Consumer Health Digest #12-09
Your Weekly Update of News and Reviews
March 15, 2012
Consumer Health Digest is a free weekly e-mail newsletter edited by Stephen Barrett, M.D., with help from William M. London, Ed.D., M.P.H. It summarizes scientific reports; legislative developments; enforcement actions; news reports; Web site evaluations; recommended and nonrecommended books; and other information relevant to consumer protection and consumer decision-making.
Provoked testing blasted at ACMT/CDC conference. The testing of urine specimens obtained after administration of a chelating agent was severely criticized by several speakers at a seminar on the Use and Abuse of Metal Chelation Therapy held at the U.S. Centers for Disease Control and Prevention (CDC) on February 29, 2012. The most detailed criticism was made by toxicologist Ann-Michelle Ruha, M.D., who noted:
- The usual way the test is done greatly increases the concentration of heavy metals in the patient's urine.
- The urine specimens, which are typically collected over a 6-hour period following administration of the drug, are compared to urine collected over a 24-hour period from patients who are not premedicated with a chelating agent.
- Shortening the collection time typically quadruples the concentration of heavy metals.
- The chelating drugs can further raise the concentration 12 to 132 times the pre-chelation levels.
The results of provoked testing are typically used to persuade people that "detoxification" with chelation therapy is needed. Quackwatch has further details about this problem.
Help still needed with Doctor's Data lawsuit. In June 2010, Doctor's Data, Inc. sued Dr. Stephen Barrett because it didn't like what what he wrote about their testing of provoked urine specimens. The suit complaint contained 11 counts. In January 2011, he asked the court to dismiss it for failure to plead the allegations necessary to support the elements of of the complaint. In judging an early motion to dismiss, the court must accept as true any factual allegations in the complaint. The judge denied Doctor's Data's request for an injunction; dismissed four counts and part of a fifth; and ruled that discovery can proceed until June 2012. After that, the court can be asked for another ruling based on evidence rather than mere claims. Since the suit is unfounded, Dr. Barrett believes the rest of the suit is likely to be dismissed soon afterward. Unfortunately, the work involved in defending the case is quite time-consuming and will have considerable cost. Contributions to Dr. Barrett's defense are welcome.

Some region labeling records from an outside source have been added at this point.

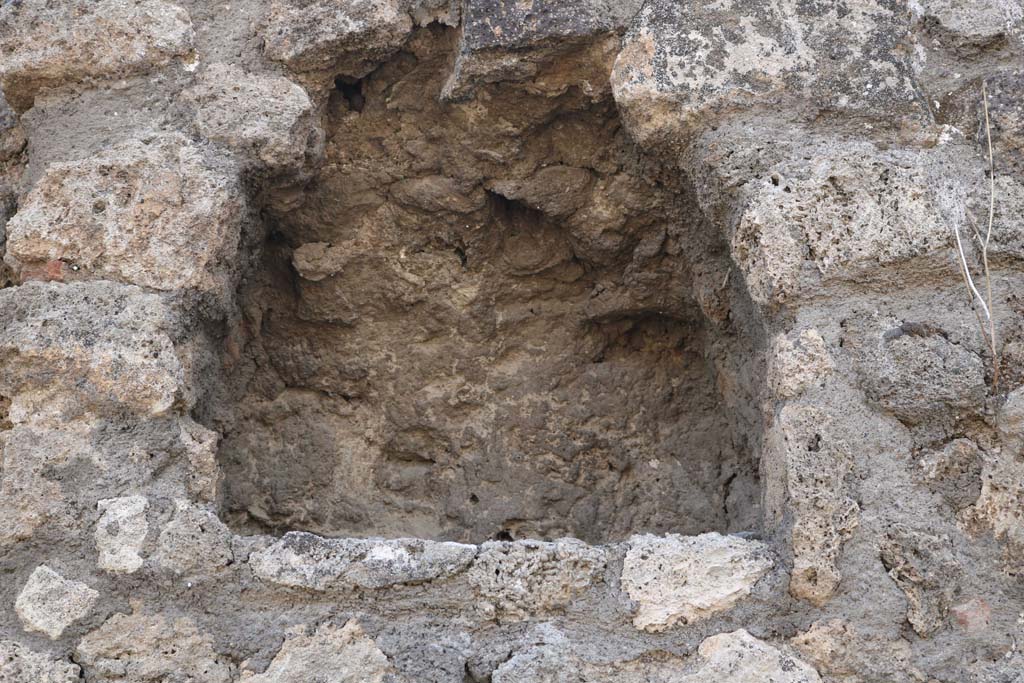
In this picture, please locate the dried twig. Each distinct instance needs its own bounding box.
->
[953,82,999,389]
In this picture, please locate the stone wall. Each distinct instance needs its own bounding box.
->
[0,0,1024,683]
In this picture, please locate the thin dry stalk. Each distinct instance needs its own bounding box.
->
[953,82,999,389]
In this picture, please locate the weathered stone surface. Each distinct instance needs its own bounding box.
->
[0,283,185,423]
[0,0,1024,683]
[790,620,921,683]
[95,496,150,573]
[612,0,921,144]
[0,0,195,111]
[919,438,982,511]
[768,329,836,398]
[730,143,966,306]
[765,403,859,605]
[996,388,1024,455]
[622,533,773,632]
[676,629,821,683]
[390,175,485,213]
[241,621,390,683]
[881,525,959,637]
[858,321,987,424]
[249,531,476,591]
[153,500,232,574]
[184,63,323,171]
[75,614,232,683]
[949,598,992,633]
[490,624,581,683]
[487,166,593,218]
[468,539,605,621]
[262,0,413,78]
[6,134,243,295]
[14,564,99,640]
[909,0,1024,48]
[959,449,1024,571]
[442,0,641,98]
[0,640,81,683]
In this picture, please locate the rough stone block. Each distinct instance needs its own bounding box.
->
[0,0,195,111]
[677,629,821,683]
[768,329,836,398]
[249,531,476,591]
[241,621,391,683]
[764,403,860,605]
[75,614,233,683]
[622,532,774,632]
[612,0,922,144]
[184,63,323,171]
[5,134,244,296]
[14,564,99,640]
[153,500,232,574]
[881,524,961,638]
[442,0,641,99]
[858,323,988,424]
[959,449,1024,571]
[0,640,82,683]
[261,0,413,78]
[95,496,150,573]
[790,620,922,683]
[730,143,980,306]
[0,282,185,423]
[469,539,606,620]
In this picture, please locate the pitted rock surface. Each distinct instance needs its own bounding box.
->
[0,0,1024,683]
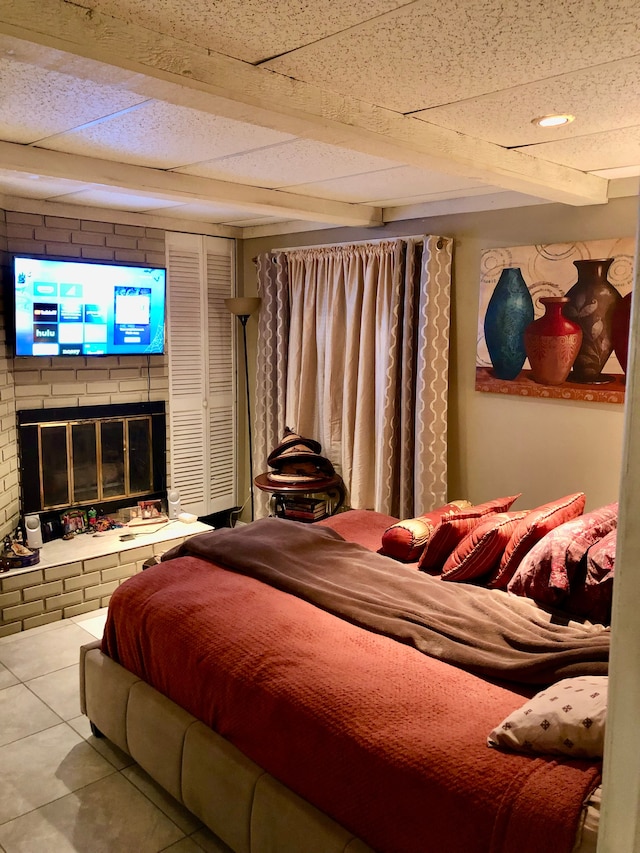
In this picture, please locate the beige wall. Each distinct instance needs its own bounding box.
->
[242,198,637,509]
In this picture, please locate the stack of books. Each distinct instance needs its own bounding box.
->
[277,495,328,521]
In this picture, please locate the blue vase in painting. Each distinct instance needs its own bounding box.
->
[484,267,534,379]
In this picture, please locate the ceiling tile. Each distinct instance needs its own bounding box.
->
[51,187,182,211]
[0,56,143,144]
[266,0,640,113]
[517,126,640,172]
[83,0,406,63]
[0,169,91,199]
[290,166,482,205]
[414,56,640,147]
[176,139,396,189]
[41,101,292,169]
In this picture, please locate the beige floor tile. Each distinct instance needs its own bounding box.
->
[0,621,95,681]
[122,764,202,835]
[164,838,204,853]
[0,723,116,823]
[68,715,134,770]
[77,610,107,640]
[26,664,81,720]
[0,664,18,690]
[0,619,68,648]
[190,827,233,853]
[0,684,60,744]
[0,773,184,853]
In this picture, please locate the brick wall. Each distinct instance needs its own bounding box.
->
[0,210,19,537]
[0,210,169,537]
[0,536,188,637]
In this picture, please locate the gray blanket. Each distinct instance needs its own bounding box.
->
[162,518,609,684]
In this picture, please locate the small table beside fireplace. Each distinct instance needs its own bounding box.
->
[253,473,346,521]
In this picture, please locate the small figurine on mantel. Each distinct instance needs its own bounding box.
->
[0,527,40,572]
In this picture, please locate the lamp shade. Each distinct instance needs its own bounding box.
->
[224,296,262,317]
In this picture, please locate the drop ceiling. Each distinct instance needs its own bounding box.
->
[0,0,640,237]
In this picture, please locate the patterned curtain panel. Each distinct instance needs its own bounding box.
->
[255,237,452,517]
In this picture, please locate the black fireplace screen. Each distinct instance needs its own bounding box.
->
[18,403,166,512]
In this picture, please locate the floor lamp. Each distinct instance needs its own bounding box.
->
[224,296,261,521]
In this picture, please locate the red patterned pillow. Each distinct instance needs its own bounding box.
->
[567,529,618,625]
[489,492,585,589]
[507,503,618,606]
[442,512,527,581]
[418,495,520,573]
[382,501,471,563]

Allstate attacks another alleged insurance fraud ring. Allstate Insurance Company has filed its first insurance fraud lawsuit of 2012, seeking to recover $2 million dollars against 27 New York area defendants. The complaint names multiple physicians, chiropractors, medical professional corporations, and clinic lay-owners allegedly used to control the medical professional corporations, including 18 individual defendants currently under federal indictment. The complaint alleges that New York medical professional corporations known as St. John Medical Care, P.C.; Lenox Wellcare Medical, P.C.; CB Chiropractic, LLC; New Age Orthopedic Rehabilitation, P.C.; First Aid Medical Care, P.C.; Rosedale Medical, P.C.; TDL Medical, P.C.; LDT Medical, P.C.; and West End Chiropractic, P.C. were fraudulently incorporated through a scheme using the names of licensed medical physicians and chiropractors, and that laypersons, none of whom were physicians, secretly owned and controlled the professional corporations. The lawsuit seeks reimbursement for no-fault benefits Allstate paid on behalf of its customers during times specified in the suit. Since 2003, Allstate has filed 37 fraud lawsuits in New York State seeking more than $201 million in damages. According to the Insurance Information Institute, New York State is in an insurance fraud crisis and no-fault fraud is costing New Yorkers millions of dollars year-after-year in higher premiums. Allstate and other insurers are pursuing comprehensive reform of the no-fault system.
Florida personal injury insurance reform bill close to enactment. The Florida legislature has passed a very tough personal injury protection insurance reform bill (HB 119) that Florida's governor is expected to sign. HB 119 passed late in the evening on the final day of the 2012 session. The bill:
- Requires clinics to be licensed to treat auto crash passengers
- Makes it a crime to run a clinic without a license
- Requires a fraud warning on all clinic license forms
- Revokes a provider's license for five years and boots the provider from the no-fault system for 10 years if convicted of insurance fraud
- Allows insurers 90 days to investigate claims (up from 30 days). Insurers also must report suspected fraudulent claims to the state fraud unit
- Allows insurers to require examinations under oath
- Requires police crash reports to list names and addresses of all passengers
- Creates a support agency under the CFO to accept grants and gifts to assist with investigating and prosecuting fraud
This page was revised on March 19, 2012.